Vayの共同創業者でCEOのトーマス・フォン・デルオーエ(Thomas von der Ohe)は、遠隔で運転操作を行う「テレドライバー」と360度カメラを搭載した車を使うことで、自律走行技術を徐々に導入するための収益とデータを得ることができると述べている。
かつて、アマゾン傘下のロボットタクシーのスタートアップZooxで働いていたデルオーエは、少数のリモートのドライバーが運転操作を行うVayのサービスがウーバーのような配車サービスを凌駕するものになると主張している。
「私たちは自動運転に関して別のアプローチを追求し、まずは遠隔運転を導入しようとしている。これにより、早い段階でサービスを開始し、既存の配車サービスよりも安い価格で乗車サービスを提供できる」とデルオーエは述べている。

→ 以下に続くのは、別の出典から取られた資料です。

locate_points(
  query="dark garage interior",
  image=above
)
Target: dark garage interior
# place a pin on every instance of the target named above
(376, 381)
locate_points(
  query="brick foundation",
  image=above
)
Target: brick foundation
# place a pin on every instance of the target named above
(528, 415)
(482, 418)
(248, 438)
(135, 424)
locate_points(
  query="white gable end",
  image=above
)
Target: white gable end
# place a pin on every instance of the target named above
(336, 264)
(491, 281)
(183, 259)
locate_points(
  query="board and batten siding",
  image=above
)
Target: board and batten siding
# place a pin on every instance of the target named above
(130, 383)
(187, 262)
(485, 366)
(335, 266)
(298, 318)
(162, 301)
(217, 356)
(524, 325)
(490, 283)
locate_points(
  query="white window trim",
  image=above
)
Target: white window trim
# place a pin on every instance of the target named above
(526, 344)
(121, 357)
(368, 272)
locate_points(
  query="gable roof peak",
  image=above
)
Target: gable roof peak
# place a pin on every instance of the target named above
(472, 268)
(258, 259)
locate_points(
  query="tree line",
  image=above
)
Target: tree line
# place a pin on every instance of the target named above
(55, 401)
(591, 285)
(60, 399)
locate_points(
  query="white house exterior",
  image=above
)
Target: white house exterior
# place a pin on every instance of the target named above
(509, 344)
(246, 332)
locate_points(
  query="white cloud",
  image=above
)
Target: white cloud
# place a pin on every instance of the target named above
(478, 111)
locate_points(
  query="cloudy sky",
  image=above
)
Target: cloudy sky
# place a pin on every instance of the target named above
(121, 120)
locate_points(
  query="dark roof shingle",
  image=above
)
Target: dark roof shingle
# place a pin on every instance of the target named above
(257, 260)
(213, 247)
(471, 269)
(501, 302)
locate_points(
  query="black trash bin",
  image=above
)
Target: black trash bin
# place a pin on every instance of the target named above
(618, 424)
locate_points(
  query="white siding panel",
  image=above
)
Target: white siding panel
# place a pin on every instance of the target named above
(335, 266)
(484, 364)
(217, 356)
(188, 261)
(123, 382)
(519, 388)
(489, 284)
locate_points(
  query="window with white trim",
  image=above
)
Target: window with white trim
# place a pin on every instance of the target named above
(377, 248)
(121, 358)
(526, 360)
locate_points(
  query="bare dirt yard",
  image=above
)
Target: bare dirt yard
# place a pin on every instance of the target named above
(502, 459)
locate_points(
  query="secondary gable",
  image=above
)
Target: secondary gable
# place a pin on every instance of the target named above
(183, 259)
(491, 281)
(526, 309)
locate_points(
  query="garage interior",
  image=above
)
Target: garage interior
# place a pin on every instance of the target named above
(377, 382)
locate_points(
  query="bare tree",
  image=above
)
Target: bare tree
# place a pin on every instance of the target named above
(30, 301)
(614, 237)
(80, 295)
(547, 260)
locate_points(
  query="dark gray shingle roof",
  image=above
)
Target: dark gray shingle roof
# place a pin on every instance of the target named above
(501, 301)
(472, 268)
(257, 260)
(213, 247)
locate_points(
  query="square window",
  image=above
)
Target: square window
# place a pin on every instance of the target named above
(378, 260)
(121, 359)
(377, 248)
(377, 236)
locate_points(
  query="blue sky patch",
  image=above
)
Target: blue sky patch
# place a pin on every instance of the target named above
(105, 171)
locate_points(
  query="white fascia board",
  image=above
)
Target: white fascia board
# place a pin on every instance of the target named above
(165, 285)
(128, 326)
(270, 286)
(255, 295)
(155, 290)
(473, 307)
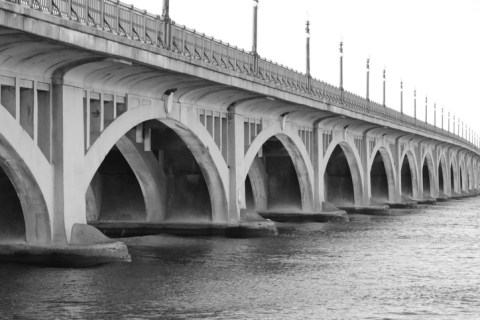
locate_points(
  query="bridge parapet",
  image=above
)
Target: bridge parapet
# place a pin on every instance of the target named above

Vayは、レーザーやLiDAR、カメラを使ってアルゴリズムに運転を教えるという、高価で技術的に困難な作業を省略できるかもしれないが、遠隔地のドライバーに頼るという点は、大きな課題になりそうだ。同社の車両は、コントロールルームとの接続が切れた場合に、自動的に停車するように設計されているが、交通量の多い都心部での通信の遅延が問題になるかもしれない。
「当社の基本システムは非常に安価で、サービスを開始してすぐに規模を拡大することが可能だ。これまでとは異なるアプローチで、迅速に商用サービスを開始したい」とデルオーエは述べている。
ウェイモやGMのクルーズ、アマゾンのZooxなどの米国企業は自動運転によるロボタクシーを普及させようとしているが、ヨーロッパの都市の狭く曲がりくねった道に彼らが進出するのは、まだ先のことになりそうだ。